Currently, preproduction lithography tools can routinely print dense features at 22 nm and current investigations focus on printing features less than 16 nm. Despite successes in decreasing feature size, issues with pattern fidelity have arisen, which are described as roughness in the patterns, known as line edge roughness (LER). LER can be defined as three standard deviations (3σ) of the line edge from an imaginary straight line. The 3σ LER is a primary limiting factor for manufacturing sub-50 nm features due to the local variations. Effective reduction of LER is, therefore, an important factor for making better performing devices.

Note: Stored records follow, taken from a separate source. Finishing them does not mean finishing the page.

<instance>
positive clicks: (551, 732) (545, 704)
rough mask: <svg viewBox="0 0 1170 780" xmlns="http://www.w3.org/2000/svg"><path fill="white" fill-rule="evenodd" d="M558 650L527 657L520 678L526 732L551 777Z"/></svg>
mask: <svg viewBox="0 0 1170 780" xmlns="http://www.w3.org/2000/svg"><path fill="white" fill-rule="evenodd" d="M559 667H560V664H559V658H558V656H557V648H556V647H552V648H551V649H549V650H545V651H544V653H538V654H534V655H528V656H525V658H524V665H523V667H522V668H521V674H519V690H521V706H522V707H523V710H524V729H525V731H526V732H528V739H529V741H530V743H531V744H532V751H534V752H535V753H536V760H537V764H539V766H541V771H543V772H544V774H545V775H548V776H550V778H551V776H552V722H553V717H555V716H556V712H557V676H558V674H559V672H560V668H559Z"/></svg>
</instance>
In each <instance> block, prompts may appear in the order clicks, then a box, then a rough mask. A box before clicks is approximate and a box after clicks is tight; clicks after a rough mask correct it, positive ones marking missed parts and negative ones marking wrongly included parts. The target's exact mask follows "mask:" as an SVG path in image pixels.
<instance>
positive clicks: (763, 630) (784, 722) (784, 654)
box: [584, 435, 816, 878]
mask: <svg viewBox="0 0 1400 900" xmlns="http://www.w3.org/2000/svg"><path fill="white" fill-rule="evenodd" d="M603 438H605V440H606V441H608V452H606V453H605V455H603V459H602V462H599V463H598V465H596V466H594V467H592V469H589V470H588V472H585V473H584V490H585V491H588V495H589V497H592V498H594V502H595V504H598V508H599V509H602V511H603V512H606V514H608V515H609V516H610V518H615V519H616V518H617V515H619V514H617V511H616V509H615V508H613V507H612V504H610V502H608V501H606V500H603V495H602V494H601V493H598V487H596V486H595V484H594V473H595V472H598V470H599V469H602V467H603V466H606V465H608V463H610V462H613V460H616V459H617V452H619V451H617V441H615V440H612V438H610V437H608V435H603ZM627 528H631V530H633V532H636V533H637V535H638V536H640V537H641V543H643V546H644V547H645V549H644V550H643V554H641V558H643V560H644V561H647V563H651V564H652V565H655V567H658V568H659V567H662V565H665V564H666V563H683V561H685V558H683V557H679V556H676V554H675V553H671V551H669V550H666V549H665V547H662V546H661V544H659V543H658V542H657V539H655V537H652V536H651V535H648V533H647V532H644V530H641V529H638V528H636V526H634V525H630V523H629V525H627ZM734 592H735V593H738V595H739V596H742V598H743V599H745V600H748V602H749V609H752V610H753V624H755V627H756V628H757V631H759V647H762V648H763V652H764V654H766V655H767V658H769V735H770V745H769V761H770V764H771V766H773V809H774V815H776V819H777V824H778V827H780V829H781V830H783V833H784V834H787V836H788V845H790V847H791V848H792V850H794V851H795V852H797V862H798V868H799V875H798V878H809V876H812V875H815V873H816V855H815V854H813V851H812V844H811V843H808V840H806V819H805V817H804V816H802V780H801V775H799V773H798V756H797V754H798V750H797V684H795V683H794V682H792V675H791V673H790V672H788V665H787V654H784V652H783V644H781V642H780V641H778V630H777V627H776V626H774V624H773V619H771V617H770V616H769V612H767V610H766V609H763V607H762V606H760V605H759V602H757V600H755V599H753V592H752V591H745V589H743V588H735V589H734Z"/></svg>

The primary aim of this thesis is to develop materials and methodologies to reduce the roughness along lithographically printed lines, as well as to understand the relationship between the structure of the polymers and their capacity to heal roughness. In particular, rationally designed block copolymers will be synthesized and tested for their effectiveness in
healing LER, where electrostatic attraction will be used to direct polymer deposition onto lithographic features and an annealing step will be used to minimise the free energy at the polymer-air interface and result in a decrease of surface roughness. The testing regimes will look at assessing interactions with surfaces and then determining the effectiveness of healing for model rough surfaces and also lithographically printed features.
Three generations of block copolymers for healing LER will be described in this thesis. Chapter 2 describes an amphiphilic block copolymer, Poly(2-(N,Ndimethylamino) ethyl methacrylate)-block-poly(tert-butylmethacrylate) (PDMAEMA-b-PtBuMA), which self assembles into polymersomes in aqueous solution at pH 6.3 and was able to attach to model surfaces and lithographic patterns. Upon annealing the LER was reduced by as much as 58%. However, the polymersomes had diameters of 18 nm in solution and were not expected to be compatible with the small feature sizes.
Chapter 3 describes the effect of molecular weight and relative block sizes of PDMAEMA-b-PtBuMA on the size of the self-assembled particles, with a specific aim of generating smaller particle sizes that could be used to heal small feature sizes. The hydrodynamic diameter and zeta potential of a series of BCPs have been assessed, where it was found the size of the self assembled particles did not follow the expected sizes based on the BCP molecular weight and relative block lengths. The assessment of the size of the particles deposited on a negatively-charged film were conducted using AFM, where the particle size was 50 nm or greater for the entire series. An assessment was made that these particles would not be useful for healing sub-50 nm lithographic features. Therefore, the issue of healing sub-50 nm features is further addressed in the next chapter using double hydrophilic block copolymers.
Chapter 4 describes the second generation of block copolymers for healing LER, which have a double hydrophilic architecture. The primary difference in the design of the double hydrophilic block copolymers (DHBCs) was that the hydrophobic PtBuMA block was replaced with a copolymer of glycerol methacrylate and diethyleneglycol methacrylate. PDMAEMA was kept as the charged block. A series of DHBCs with different molecular weights were prepared and their structure and solution properties were assessed. The deposition of DHBCs on negatively-charged substrates was supported by ellipsometry, X-ray photoelectron spectroscopy and AFM. After confirming the adhesion of the DHBCs on planar flat surfaces, they were assessed for their capacity to heal model rough surfaces. The most effective healing occurs when the weight fraction of the non-charged to charged block is close to 0.5. The same methodology is applied to electron beam patterns and extreme ultraviolet lithography (EUVL) patterns. It was observed that these polymers were able to attach to printed lines and reduce the 3σ LER by as much as 26%.
It was hypothesised that increasing chain flexibility might give a higher degree of healing. Therefore, hyperbranched double hydrophilic block copolymers were investigated in Chapter 5. The synthesis of hyperbranched PDMAEMA using propane-1,3-diyl diacrylate as a branching agent shows good control over branching for the range of experimental conditions that were used. Hyperbranched PDMAEMA was chain extended with solketal methacrylate (SMA). This was followed by RAFT end group modification and hydrolysis to give a series of DHBCs, hyperbranched PDMAEMA-b-Pglycerol MA.
The attachment of hyperbranched polymer onto negatively-charged flat surfaces was supported by ellipsometry and AFM. The polymers were also found to be able to reduce the nanoscale roughness on model rough surfaces. The same methodology was also applied to electron beam lithography and EUVL patterns. It is observed these hyperbranched polymers were able to reduce 3σ LER by up to 28%.
In summary, factors that affect the degree of healing were analysed and it was concluded that key elements in the structure of the block copolymers were important and will form the basis of design rules for future generations of block copolymers.